Classic Video Denoising in a Machine Learning World: Robust, Fast, and Controllable
Xin Jin, Simon Niklaus, Zhoutong Zhang, Zhihao Xia, Chunle Guo, Yuting Yang, Jiawen Chen, Chongyi Li
TL;DR
The paper tackles robust video denoising under diverse real-world noise by decoupling noise analysis from denoising through a hypernetwork that predicts per-input, spatially varying parameters for a traditional Wiener temporal fusion and bilateral Laplacian pyramid denoiser. This differentiable integration preserves the reliability and speed of classic methods while offering user control and improved generalization.
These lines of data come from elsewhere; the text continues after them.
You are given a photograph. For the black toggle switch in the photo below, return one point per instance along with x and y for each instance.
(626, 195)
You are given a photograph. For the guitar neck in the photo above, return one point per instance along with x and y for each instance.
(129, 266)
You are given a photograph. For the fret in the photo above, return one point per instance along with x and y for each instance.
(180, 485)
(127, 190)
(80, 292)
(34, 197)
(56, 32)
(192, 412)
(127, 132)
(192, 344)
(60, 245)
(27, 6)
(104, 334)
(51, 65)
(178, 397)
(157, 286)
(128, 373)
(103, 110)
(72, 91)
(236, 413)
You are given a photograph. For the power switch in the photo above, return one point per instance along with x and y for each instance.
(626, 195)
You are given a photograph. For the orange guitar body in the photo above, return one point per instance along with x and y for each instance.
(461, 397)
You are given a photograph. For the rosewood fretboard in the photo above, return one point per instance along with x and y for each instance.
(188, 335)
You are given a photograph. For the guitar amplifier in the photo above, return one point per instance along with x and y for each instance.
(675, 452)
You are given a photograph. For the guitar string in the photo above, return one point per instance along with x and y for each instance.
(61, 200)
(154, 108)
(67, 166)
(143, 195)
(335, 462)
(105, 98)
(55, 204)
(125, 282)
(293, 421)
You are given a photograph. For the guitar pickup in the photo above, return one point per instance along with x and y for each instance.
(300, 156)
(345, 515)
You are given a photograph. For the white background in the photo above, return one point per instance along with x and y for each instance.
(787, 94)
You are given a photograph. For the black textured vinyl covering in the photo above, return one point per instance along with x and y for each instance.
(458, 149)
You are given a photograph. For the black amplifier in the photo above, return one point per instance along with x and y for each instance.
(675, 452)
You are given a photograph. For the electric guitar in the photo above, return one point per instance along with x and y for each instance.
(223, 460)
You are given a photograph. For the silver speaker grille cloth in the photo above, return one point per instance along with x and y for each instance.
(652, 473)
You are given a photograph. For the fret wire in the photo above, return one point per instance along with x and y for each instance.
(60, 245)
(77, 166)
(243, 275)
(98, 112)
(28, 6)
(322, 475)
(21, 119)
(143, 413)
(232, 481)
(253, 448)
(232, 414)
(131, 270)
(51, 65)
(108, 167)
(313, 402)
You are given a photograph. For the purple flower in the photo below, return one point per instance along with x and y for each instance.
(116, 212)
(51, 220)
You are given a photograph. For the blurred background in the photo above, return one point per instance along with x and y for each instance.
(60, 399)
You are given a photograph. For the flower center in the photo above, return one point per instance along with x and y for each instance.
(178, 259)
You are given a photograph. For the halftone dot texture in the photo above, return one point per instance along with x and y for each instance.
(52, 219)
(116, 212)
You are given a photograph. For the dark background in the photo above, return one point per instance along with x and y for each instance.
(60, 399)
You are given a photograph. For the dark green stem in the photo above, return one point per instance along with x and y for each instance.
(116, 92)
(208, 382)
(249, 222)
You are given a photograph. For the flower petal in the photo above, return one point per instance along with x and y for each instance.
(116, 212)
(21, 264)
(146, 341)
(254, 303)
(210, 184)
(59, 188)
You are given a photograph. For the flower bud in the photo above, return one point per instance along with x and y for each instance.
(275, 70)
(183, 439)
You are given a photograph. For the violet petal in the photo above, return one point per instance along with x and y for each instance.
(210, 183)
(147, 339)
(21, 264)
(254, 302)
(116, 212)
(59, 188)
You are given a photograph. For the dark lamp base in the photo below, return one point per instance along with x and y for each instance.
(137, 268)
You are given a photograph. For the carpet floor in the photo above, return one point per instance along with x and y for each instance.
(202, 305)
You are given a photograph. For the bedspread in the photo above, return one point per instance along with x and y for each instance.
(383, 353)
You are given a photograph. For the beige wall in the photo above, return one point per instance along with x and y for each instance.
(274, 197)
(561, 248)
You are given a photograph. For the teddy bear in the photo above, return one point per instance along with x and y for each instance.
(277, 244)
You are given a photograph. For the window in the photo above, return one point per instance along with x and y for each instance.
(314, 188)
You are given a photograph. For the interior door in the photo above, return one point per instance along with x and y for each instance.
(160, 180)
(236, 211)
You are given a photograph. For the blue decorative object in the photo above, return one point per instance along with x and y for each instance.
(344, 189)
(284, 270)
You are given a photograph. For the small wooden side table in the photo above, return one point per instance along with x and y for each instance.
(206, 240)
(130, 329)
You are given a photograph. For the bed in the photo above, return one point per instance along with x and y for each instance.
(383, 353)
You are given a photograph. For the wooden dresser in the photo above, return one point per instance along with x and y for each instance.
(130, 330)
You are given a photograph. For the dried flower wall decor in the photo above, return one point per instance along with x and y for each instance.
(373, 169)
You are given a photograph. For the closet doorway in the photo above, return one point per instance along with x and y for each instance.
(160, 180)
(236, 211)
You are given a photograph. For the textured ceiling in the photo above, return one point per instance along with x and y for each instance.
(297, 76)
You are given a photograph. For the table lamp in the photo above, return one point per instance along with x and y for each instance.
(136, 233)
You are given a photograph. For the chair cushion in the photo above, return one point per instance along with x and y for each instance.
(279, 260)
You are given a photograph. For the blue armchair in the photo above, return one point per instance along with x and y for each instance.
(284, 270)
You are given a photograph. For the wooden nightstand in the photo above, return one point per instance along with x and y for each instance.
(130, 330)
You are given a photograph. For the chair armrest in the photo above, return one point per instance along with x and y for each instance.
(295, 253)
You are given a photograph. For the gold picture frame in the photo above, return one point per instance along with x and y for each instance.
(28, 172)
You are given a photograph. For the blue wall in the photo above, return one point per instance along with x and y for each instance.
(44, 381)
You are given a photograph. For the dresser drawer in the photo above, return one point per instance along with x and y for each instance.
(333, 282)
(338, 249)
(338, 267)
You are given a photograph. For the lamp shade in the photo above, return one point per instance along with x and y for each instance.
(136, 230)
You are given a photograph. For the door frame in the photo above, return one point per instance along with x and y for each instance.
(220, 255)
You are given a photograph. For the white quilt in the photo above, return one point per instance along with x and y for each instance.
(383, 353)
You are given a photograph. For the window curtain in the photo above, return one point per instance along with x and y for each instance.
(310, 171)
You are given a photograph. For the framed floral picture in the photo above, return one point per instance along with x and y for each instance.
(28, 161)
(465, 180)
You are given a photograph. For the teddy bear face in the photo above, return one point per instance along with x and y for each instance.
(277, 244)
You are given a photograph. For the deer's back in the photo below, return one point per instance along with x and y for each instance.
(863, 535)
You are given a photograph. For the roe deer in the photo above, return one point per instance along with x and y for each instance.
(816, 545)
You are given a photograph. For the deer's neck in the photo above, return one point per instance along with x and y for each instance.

Key contributions include a noise-profiling module using an anchor-frame strategy with consistency constraints, a parameter-predicting network that drives a spatially adaptive denoiser, and an augmentation pipeline based on AWGN with H.264 transcoding that enhances performance on unseen noise patterns. The approach yields robust, real-time video denoising suitable for professional editing workflows and demonstrates strong quantitative and qualitative gains on the CRVD benchmark and real footage, with practical insights into deployment and limitations.
Abstract
Denoising is a crucial step in many video processing pipelines such as in interactive editing, where high quality, speed, and user control are essential. While recent approaches achieve significant improvements in denoising quality by leveraging deep learning, they are prone to unexpected failures due to discrepancies between training data distributions and the wide variety of noise patterns found in real-world videos. These methods also tend to be slow and lack user control. In contrast, traditional denoising methods perform reliably on in-the-wild videos and run relatively quickly on modern hardware. However, they require manually tuning parameters for each input video, which is not only tedious but also requires skill. We bridge the gap between these two paradigms by proposing a differentiable denoising pipeline based on traditional methods. A neural network is then trained to predict the optimal denoising parameters for each specific input, resulting in a robust and efficient approach that also supports user control.